Les enquêteurs de la BRDA ont établi que plusieurs chèques débités sur les comptes de l'URS avaient été émis sur consigne du sénateur de Haute-Savoie et trésorier du groupe UMP, Jean-Claude Carle – seul sénateur nommément visé dans l'enquête. Ce dernier aurait également signé plusieurs de ces chèques de manière frauduleuse puisqu'il n'avait pas de délégation de signature. Auditionné librement par les enquêteurs au mois de septembre, le sénateur aurait reconnu avoir paraphé une quarantaine de chèques, « pensant détenir une délégation de signature » en tant que trésorier du groupe UMP, et nié « avoir perçu des espèces », selon Le Parisien.
L'ancien ministre et sénateur UMP Henri de Raincourt, qui fut le maire jusqu'en 2011 de la ville de Saint-Valérien, où est enregistré le siège de l'URS, a pour sa part affirmé à Public Sénat qu'il n'y avait « rien d'anormal » dans cette pratique. Selon l'élu, « l'argent provient des crédits servant à rémunérer les assistants parlementaires. »

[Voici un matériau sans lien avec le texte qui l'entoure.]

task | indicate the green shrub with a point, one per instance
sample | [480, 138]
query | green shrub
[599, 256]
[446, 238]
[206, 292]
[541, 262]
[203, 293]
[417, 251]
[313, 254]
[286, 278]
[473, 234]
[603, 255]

D'après Henri de Raincourt, « les sommes non utilisées sont renvoyées au groupe qui les distribue aux sénateurs au prorata du poids des anciennes familles qui composent l'UMP ». Le sénateur UMP défend ainsi la légalité de cette pratique, affirmant que la Constitution prévoit que les groupes politiques s'administrent librement, et qu'ils peuvent « à loisir accorder une subvention à une association composée par des sénateurs ».
Des zones de flou qui posent problème
Si les fonds perçus par les sénateurs UMP sont effectivement issus « des crédits servant à rémunérer les assistants parlementaires » comme l'affirme Henri de Raincourt, cela pose tout de même problème. Dans les faits, la gestion de ces crédits est assurée par l'AGAS, l'Association de gestion des assistants de sénateurs, avec des grilles salariales fixes. Les sénateurs peuvent ainsi, depuis 1976, utiliser les services de collaborateurs et disposent à cet effet d'un crédit mensuel de 7 548,10 euros pour la rémunération brute de base de leur équipe qui peut comprendre un maximum de cinq salariés. Dans les faits, si des sommes aussi importantes que les mouvements repérés par Tracfin n'avaient pas été utilisées, l'AGAS aurait dû réagir.
D'autant plus que cette hypothèse est minée par des sénateurs UMP eux-mêmes. Interrogé par Public Sénat sur l'affaire, Gérard Longuet – qui a succédé à Henri de Raincourt à la présidence du groupe UMP du Sénat de 2009 à 2011 – affirme que cette manière d'utiliser les crédits servant à rémunérer les assistants parlementaires n'a « plus court ». Reconnaissant que cette pratique a été utilisée, Gérard Longuet affirme que « la plupart des sénateurs aujourd'hui, compte tenu de la charge de travail, consomment la totalité de leur crédit de personnel ».
Enfin, une dernière question reste en suspens. Car si l'UMP dément toute pratique frauduleuse, pourquoi les deux associations de l'URS et du Crespi auraient-elles été créées et utilisées pour faire transiter ces fonds ? Si les transactions étaient légales, le groupe UMP aurait en effet pu reverser directement aux sénateurs l'argent utilisé.